The Tracker combines the benefits of real-world testing with the repeatability that only a controlled testing environment can deliver

Datasheets

The Tracker works by capturing a motion profile while walking through a house. The user can then replay this walk in an octoBox testbed to test the performance of wireless devices. Mesh networks, stations and access points experience the walk in the testbed just as recorded in the real world.

tracker Concept

Tracker Concept

The solution combines the benefits of real-world testing with the repeatability that only a controlled testing environment can deliver. The result is the speed and cost of in-the-lab testing with the confidence that the test results represent realistic end user scenarios. For a video demonstrating the power of the Tracker follow this link.

Applications

  • Field-to-lab replay: studying the performance of a Wi-Fi AP or a mesh in many different kinds of customer homes
  • Measuring the performance of wireless handsets or other stations in various indoor mobility scenarios
  • Detailed characterization of steering behavior of mesh systems

Benefits

  • Test Wi-Fi products in the convenience and repeatability of a lab while accurately replaying the common home deployments
  • Fully repeatable test scenarios for testing steering and load balancing algorithms
  • Study the performance gains available by increasing the number of extenders in a home
  • Study the impacts of optimal AP placement in the home

fieldPalThe Tracker captures synchronous measurements of pathloss to multiple APs along a walk path using the fieldPal. It captures the timing and the speed of the walk as well as path loss in between the APs themselves. The captures can also be stationary corresponding to fixed locations in a house.

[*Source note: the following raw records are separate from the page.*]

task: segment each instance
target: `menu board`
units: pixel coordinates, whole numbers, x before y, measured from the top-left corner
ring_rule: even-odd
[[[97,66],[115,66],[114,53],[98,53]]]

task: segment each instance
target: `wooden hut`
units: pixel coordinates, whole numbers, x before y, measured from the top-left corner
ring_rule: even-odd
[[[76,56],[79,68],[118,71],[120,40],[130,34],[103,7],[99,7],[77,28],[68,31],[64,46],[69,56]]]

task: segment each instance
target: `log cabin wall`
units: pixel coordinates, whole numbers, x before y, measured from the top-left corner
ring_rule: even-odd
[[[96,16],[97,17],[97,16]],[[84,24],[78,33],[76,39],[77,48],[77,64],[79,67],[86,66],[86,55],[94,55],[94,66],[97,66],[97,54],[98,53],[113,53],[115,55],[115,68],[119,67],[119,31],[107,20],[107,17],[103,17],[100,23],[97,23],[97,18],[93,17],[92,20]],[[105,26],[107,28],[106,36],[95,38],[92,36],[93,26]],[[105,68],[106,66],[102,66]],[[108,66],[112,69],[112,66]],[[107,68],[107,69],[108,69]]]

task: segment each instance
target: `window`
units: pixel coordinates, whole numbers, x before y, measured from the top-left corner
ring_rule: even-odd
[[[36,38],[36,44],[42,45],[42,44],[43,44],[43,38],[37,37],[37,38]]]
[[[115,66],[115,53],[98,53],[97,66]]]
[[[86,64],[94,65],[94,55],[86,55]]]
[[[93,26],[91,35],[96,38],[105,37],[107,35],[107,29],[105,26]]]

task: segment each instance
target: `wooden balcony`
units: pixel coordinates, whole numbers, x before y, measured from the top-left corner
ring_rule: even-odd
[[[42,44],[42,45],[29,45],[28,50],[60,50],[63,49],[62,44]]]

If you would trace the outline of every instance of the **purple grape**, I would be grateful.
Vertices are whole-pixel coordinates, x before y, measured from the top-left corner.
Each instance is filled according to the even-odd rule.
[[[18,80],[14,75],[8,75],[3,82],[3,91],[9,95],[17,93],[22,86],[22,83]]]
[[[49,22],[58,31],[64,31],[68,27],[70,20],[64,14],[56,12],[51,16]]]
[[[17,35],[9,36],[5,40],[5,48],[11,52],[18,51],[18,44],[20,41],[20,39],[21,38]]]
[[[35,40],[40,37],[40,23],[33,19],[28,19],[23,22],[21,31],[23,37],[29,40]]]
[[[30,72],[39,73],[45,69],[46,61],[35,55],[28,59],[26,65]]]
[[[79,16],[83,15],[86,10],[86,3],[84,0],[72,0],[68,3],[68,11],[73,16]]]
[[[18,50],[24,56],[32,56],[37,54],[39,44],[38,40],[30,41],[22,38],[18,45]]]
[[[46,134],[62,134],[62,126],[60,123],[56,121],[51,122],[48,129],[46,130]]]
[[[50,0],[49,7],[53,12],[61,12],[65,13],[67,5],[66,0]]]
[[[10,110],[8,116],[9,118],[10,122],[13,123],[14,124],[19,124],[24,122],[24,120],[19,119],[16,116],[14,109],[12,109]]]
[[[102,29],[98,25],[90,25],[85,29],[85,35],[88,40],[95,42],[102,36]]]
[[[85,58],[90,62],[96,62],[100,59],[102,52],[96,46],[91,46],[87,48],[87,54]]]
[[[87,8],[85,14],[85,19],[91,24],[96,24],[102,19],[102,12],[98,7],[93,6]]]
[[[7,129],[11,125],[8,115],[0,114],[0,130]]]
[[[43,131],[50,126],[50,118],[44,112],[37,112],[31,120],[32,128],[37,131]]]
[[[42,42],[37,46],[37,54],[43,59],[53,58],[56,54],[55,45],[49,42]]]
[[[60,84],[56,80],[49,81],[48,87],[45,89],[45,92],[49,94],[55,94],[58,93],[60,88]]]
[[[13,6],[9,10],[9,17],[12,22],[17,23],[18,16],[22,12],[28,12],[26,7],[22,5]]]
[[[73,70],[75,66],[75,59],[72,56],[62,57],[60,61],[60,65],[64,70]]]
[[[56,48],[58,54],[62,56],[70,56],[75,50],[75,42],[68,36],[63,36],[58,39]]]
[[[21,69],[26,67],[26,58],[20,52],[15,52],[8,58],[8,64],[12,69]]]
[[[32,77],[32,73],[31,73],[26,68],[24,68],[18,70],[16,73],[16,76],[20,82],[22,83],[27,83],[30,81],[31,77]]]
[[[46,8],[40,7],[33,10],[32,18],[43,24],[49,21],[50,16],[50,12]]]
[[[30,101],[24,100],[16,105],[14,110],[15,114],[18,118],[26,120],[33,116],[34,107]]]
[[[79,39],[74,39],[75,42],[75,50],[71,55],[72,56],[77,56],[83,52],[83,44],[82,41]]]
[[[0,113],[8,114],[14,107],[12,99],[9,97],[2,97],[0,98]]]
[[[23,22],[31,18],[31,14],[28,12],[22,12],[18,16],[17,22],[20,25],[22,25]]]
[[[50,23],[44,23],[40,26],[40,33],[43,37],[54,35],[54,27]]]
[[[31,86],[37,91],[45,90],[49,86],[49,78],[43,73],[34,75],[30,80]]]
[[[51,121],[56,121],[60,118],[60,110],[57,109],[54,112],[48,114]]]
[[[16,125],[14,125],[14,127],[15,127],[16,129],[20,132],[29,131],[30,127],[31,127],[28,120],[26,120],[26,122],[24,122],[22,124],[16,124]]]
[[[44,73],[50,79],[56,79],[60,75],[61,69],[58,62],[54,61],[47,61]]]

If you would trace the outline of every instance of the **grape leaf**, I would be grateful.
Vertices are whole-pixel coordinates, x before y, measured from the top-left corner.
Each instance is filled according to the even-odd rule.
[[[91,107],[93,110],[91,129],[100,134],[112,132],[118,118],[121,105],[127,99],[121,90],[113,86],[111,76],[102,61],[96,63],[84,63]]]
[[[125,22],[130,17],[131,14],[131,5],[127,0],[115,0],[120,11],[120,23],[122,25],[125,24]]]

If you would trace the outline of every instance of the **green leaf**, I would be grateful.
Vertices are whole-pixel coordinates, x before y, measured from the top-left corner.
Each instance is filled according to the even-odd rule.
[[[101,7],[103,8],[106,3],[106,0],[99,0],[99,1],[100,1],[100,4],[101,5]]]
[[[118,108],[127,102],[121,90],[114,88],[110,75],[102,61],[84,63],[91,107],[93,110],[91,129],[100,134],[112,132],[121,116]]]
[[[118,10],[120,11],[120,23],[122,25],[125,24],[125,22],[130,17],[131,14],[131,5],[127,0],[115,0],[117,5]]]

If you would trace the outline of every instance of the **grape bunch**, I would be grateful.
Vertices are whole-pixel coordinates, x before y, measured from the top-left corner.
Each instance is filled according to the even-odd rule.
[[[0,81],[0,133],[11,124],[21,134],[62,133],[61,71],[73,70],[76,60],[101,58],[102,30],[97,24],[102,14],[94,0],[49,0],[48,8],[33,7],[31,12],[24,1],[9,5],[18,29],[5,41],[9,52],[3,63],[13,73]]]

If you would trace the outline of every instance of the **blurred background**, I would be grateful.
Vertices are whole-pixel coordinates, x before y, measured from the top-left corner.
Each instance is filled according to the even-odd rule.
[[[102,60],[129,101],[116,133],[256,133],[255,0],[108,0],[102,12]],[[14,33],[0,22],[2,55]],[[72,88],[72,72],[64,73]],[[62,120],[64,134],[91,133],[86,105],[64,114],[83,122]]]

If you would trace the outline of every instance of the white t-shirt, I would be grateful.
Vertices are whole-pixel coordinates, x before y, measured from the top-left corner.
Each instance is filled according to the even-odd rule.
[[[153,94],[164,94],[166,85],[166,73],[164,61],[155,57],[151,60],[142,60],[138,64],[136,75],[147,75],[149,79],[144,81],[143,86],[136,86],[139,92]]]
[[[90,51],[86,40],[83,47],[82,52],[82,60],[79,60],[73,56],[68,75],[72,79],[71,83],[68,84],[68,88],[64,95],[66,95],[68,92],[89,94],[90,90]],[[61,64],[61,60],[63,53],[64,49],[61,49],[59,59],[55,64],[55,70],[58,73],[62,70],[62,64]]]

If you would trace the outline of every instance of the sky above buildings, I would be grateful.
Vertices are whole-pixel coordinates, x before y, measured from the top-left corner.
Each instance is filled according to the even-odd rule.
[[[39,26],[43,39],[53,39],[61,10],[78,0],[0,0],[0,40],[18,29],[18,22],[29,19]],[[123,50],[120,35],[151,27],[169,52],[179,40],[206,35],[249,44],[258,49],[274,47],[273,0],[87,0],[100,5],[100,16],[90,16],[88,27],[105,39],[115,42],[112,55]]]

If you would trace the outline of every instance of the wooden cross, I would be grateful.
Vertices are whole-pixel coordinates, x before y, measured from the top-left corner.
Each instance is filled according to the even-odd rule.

The Tracker capture is imported into an octoScope testbed and stored there for subsequent testing. The test engineer is able to perform any type of test available in the octoBox testbed while a virtual walk corresponding to the capture is performed in the testbed.

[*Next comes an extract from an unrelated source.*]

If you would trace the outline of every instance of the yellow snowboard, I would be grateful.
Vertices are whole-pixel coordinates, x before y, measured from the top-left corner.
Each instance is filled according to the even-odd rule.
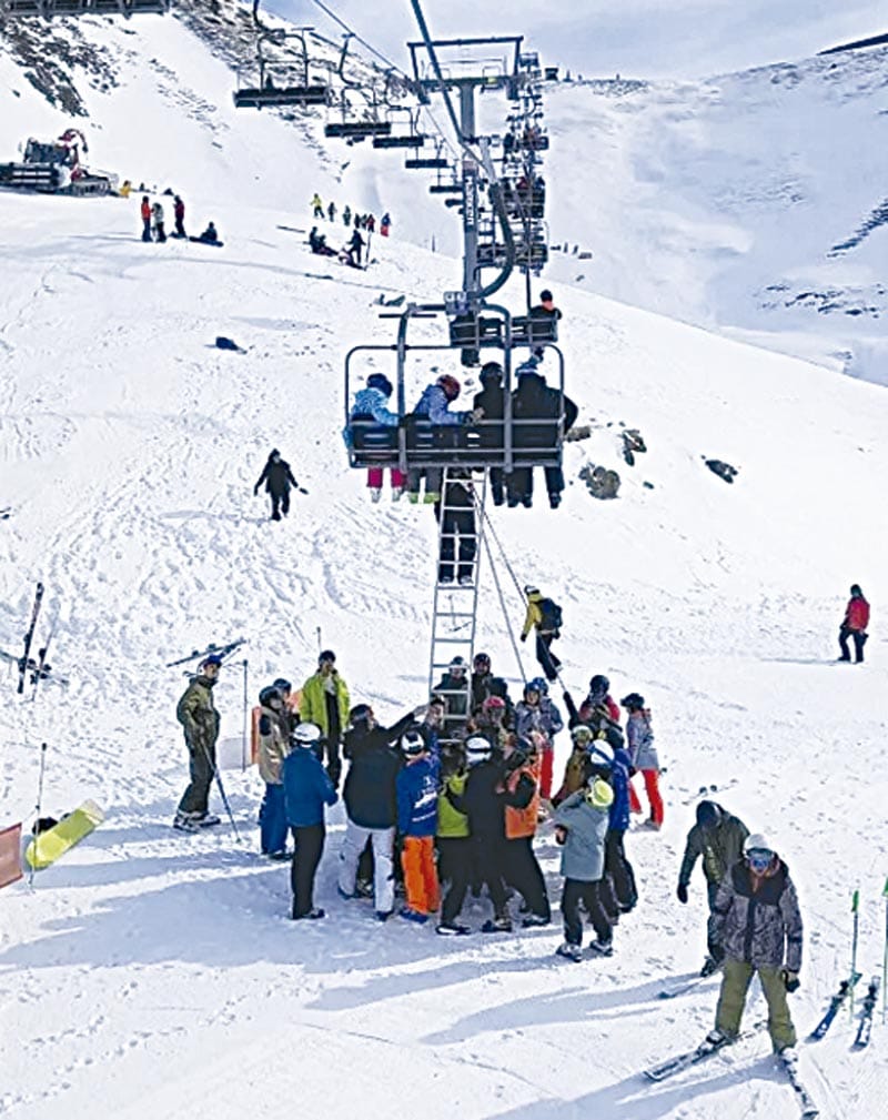
[[[58,824],[36,836],[25,850],[25,859],[36,871],[49,867],[104,819],[105,814],[94,801],[84,801],[80,809],[68,813]]]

The system consists of three parts:

  1. fieldPal test instrument used during a walk to capture the dynamic environment of a house
  2. octoBox STACK-MESH testbed or its subsets for replay of the field captures
  3. octoScope makes available a selection of walks from pre-selected test houses

Use octoScope’s synchroSniffer to capture data for analysis while the test is taking place. This allows for detailed recording of any anomalous behavior observed during the testing.

Specifications

Feature Specification
Bands supported 2.4 GHz, 5 GHz
Walk path selection Selection available from as imported
Walk path recording Requires fieldPal, feature not available yet
Flexible mesh network configuration during replay Yes
Path loss synchronization between APs Yes
Tests available during replay All tests available in a standard octoBox testbed: throughput, latency, jitter, packet loss, handover speed
Testbeds supported STACK-MESH, STACK-MAX and subsets of these testbeds
Number of simultaneous mesh nodes supported 3 maximum

Testbed Details

The Tracker is useful for testing multi node mesh systems. In the consumer market, mesh systems often in come in packs of two or three. Figure 3 illustrates the STACK-MESH testbed suitable for testing up to three node mesh networks. This testbed consists of four chambers: a chamber for each of the mesh nodes and one for the station. The Tracker can also be used in subsets of STACK-MESH or STACK-MAX.

STACK-MESH

Figure 3 - STACK-MESH testbed

Figure 4 and Figure 5 highlight the paths used to connect the station to the mesh under test. Figure 4 shows the paths for any station off the shelf station or STApal-open. Figure 5 shows the paths for the STApal subsystem of the smartBox-STA. Path losses for these paths are generated during replay from the captured motion profile. The testbed makes no assumptions about how the station will roam through the mesh as the motion profile is played. The testbed only reproduces the pathloss between the station and all the mesh nodes as captured in the field. Whether the station roams aggressively or acts as a sticky client can be observed in the captures. The testbed doesn’t attempt to influence the station behavior in any way.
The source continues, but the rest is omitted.